I don't disagree with the want to license software like this. The downside then is a subset of "letting you build and use it any way you like" includes registering N trial accounts every 30 days. If this isn't actually spelled out as illegal under the license, some jerkbag will do it. I wish we didn't live in this world, but we do.

[–] phoenixz@lemmy.ca 6 points 6 hours ago (1 children)

You're absolutely right

Having said that, it's tiring to see a billion dollar companies behaving like this. It's always the big ones, it's always the ones with shareholders that have to cut corners, cheat, lie, and steal.

Company sizes must be limited by law. No person shall own more than one company, no company shall employ more than 1000 people, any company with a net worth over 50 million has taxes go to 100% for any of the worth after those 50m.

Do this and instead of one large cheating billion dollar corporation, you'll have twenty smaller ones that compete and cooperate where needed. None will get too powerful, all will behave better

While at it, let's get rid of the investment coi as well

[–] yarr@feddit.nl 1 points 4 hours ago

Company sizes must be limited by law. No person shall own more than one company, no company shall employ more than 1000 people, any company with a net worth over 50 million has taxes go to 100% for any of the worth after those 50m.

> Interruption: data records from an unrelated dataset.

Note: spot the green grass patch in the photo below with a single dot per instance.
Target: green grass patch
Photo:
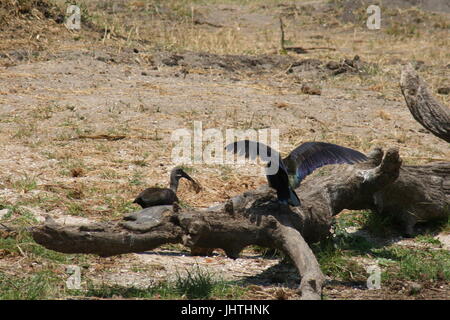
(416, 264)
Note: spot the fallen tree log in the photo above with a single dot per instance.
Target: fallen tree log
(431, 114)
(255, 218)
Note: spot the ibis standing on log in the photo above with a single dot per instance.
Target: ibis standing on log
(302, 161)
(156, 196)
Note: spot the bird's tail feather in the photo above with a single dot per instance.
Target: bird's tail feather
(293, 198)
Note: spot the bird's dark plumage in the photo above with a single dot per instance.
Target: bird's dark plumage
(302, 161)
(156, 196)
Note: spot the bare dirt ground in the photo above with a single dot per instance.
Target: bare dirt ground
(146, 70)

Good luck with that one. Try to convince congress critters about this point of view while they take a second or two to look up from the pork barrel. I 100% agree this would be great, I just fail to see any possible way to get there.

[–] MNByChoice@midwest.social 9 points 7 hours ago

When Docker Desktop and Anaconda went... Well, I don't know, the CEO started to get emails (politely) asking for money.

One could workshop some sales pitches and email the CEO.

Many CEOs at least hear about the unique emails they receive.

Will it have an impact? Yes. Will it positively impact your organization? Maybe.

[–] Borger@lemmy.blahaj.zone 3 points 7 hours ago

Disturbingly similar to my employer.

[–] raspberriesareyummy@lemmy.world -4 points 7 hours ago

Is it against the terms of service / use? If not - fair play to them. It's stupid, but it's easy to fix by adjusting the terms & conditions, and when they are in violation, completely deny all services to their ip range.